CM . . . .
Volume VI Number 19 . . . . May 26, 2000
As one of the twentieth century's greatest artists and best-known celebrities, Rudolf Nureyev came to symbolize dance in much the same way as Babe Ruth symbolizes baseball and Luciano Pavarotti does the opera. He was a force in the dance world, and his contributions were enormous and revolutionary. His superior talent and charismatic presence drew millions of people to the ballet for the first time, creating a worldwide audience for dance. His technical prowess and masculine style made dancing once again an acceptable profession for men.Organized chronologically, The Dancer Who Flew includes background on the use of historical and contemporary place names, an introduction to the author's relationship with Nureyev, a glossary of ballet terms, and an extensive list of acknowledgments. Many black and white photographs capture Nureyev's most spectacular dance moments and portray important people in his life such as teachers and friends. While the font is small, the text flows freely and quickly, evoking the fast-paced drama that characterized Nureyev's life.
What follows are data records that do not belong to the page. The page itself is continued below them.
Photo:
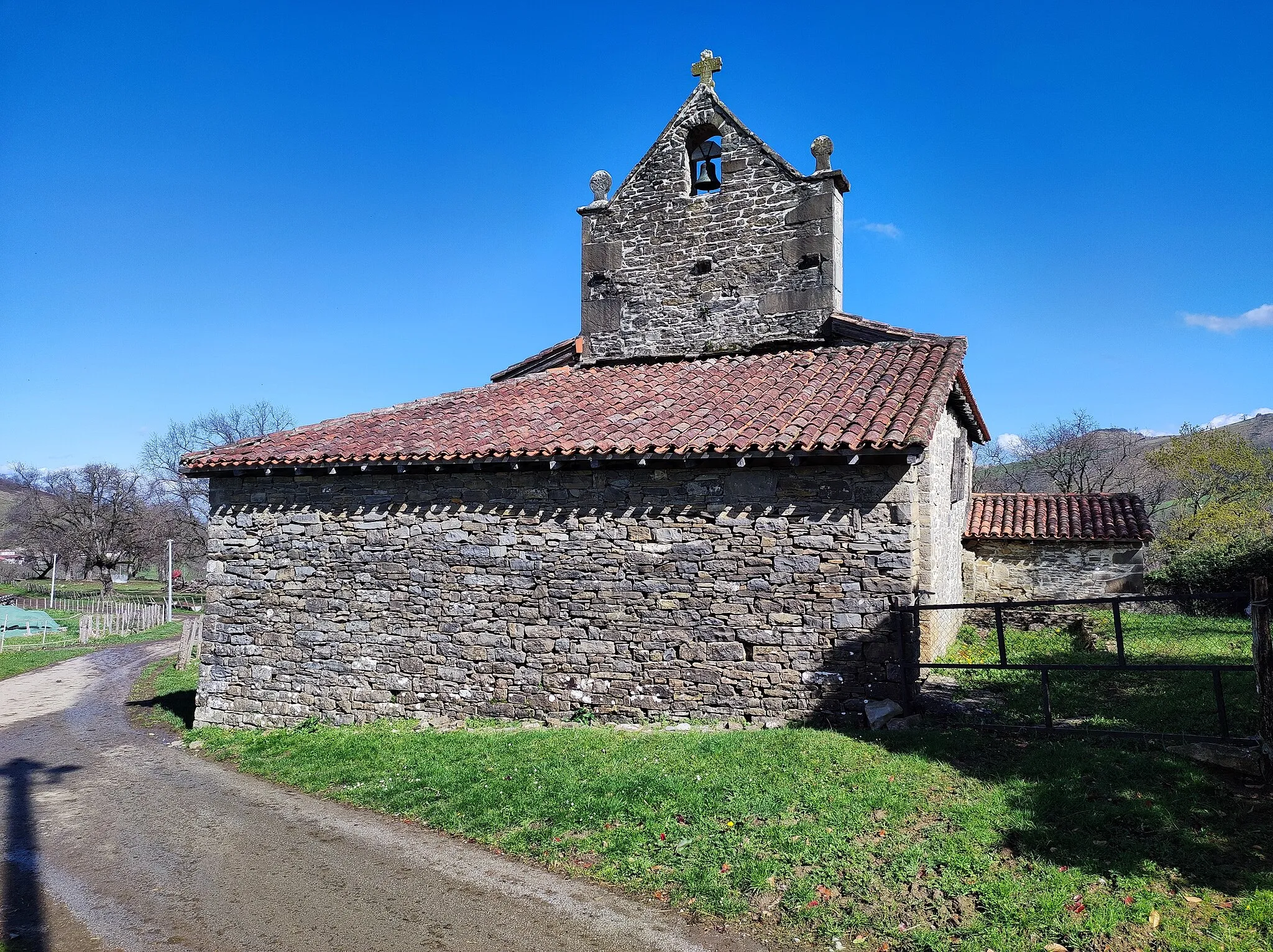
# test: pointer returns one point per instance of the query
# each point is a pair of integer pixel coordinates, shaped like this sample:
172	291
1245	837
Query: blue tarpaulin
17	619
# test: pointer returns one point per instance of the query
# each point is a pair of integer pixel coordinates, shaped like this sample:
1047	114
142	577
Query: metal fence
907	623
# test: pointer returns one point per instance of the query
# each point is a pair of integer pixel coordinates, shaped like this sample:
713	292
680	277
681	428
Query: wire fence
1114	662
103	606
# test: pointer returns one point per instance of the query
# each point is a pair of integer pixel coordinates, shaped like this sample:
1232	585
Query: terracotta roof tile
1058	516
878	396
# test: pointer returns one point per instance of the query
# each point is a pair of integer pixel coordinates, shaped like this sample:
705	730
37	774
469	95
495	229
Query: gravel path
117	841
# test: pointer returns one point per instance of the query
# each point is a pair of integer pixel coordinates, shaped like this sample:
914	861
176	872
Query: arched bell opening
703	145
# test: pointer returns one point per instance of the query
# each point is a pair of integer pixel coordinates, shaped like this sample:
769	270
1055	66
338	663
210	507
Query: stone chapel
702	506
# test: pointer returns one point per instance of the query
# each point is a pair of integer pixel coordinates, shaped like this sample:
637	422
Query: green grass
916	838
165	695
18	662
1166	702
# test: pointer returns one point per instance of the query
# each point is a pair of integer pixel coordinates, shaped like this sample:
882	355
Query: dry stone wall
939	534
635	593
1023	570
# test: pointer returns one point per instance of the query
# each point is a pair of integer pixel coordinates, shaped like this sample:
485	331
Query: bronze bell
707	180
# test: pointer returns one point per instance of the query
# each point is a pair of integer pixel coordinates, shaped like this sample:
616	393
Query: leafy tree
1223	489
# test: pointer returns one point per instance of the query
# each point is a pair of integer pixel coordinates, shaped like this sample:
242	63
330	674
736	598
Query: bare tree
1071	455
186	498
98	513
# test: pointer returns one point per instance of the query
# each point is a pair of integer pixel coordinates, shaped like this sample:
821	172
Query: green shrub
1228	568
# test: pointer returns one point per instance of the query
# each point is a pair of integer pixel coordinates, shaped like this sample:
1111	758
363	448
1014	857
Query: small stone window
959	472
704	148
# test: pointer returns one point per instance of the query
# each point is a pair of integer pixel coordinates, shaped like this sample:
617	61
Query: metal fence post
998	631
1262	653
1046	682
1218	685
1118	633
900	621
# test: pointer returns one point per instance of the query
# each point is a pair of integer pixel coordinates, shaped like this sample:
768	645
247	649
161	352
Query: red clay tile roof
880	396
1058	516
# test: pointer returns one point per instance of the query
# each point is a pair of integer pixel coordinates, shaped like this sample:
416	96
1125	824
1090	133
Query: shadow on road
23	909
180	704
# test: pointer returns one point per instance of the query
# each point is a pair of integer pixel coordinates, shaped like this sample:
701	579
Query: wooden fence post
191	636
1262	651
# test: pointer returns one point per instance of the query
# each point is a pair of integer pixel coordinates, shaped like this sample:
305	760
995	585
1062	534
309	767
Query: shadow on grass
1114	810
178	704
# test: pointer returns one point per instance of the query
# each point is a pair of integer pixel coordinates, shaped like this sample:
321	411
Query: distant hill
1134	475
9	492
1258	431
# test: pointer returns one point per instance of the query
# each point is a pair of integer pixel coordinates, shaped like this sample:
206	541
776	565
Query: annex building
702	506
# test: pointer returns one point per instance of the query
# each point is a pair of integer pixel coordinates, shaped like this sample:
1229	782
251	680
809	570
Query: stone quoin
703	506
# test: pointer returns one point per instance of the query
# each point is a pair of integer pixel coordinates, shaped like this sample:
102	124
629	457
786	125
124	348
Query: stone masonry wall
940	530
642	592
773	244
1018	569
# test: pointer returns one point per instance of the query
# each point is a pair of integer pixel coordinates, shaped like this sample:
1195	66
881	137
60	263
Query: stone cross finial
705	66
821	149
600	185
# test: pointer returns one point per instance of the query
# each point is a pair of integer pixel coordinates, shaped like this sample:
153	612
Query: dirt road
117	841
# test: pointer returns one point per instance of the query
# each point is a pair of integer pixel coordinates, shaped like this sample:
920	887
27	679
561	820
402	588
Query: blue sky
339	206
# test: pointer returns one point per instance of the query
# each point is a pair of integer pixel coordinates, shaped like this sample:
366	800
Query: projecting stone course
733	593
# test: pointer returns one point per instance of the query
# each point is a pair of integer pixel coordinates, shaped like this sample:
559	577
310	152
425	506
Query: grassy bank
1169	702
17	662
921	840
165	697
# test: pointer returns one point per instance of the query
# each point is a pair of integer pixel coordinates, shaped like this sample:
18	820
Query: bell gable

Sadly, The Dance Who Flew will have a limited audience, particularly among many male young adults who still view ballet as a less than masculine profession. Ironically, they will be inadvertently dismissing a story of the man who, through his great physical strength and passionate drive for perfection, reinvented the role of the male ballet dancer. The work, itself, extends beyond the dance stage to give readers a sense of the political atmosphere during the Cold War, making it an intriguing biography worth of inclusion in any large library collection.
Tom Knutson, a children's librarian at Vancouver Public Library, is vice-chair of the Young Adult and Children's Section of the British Columbia Library Association.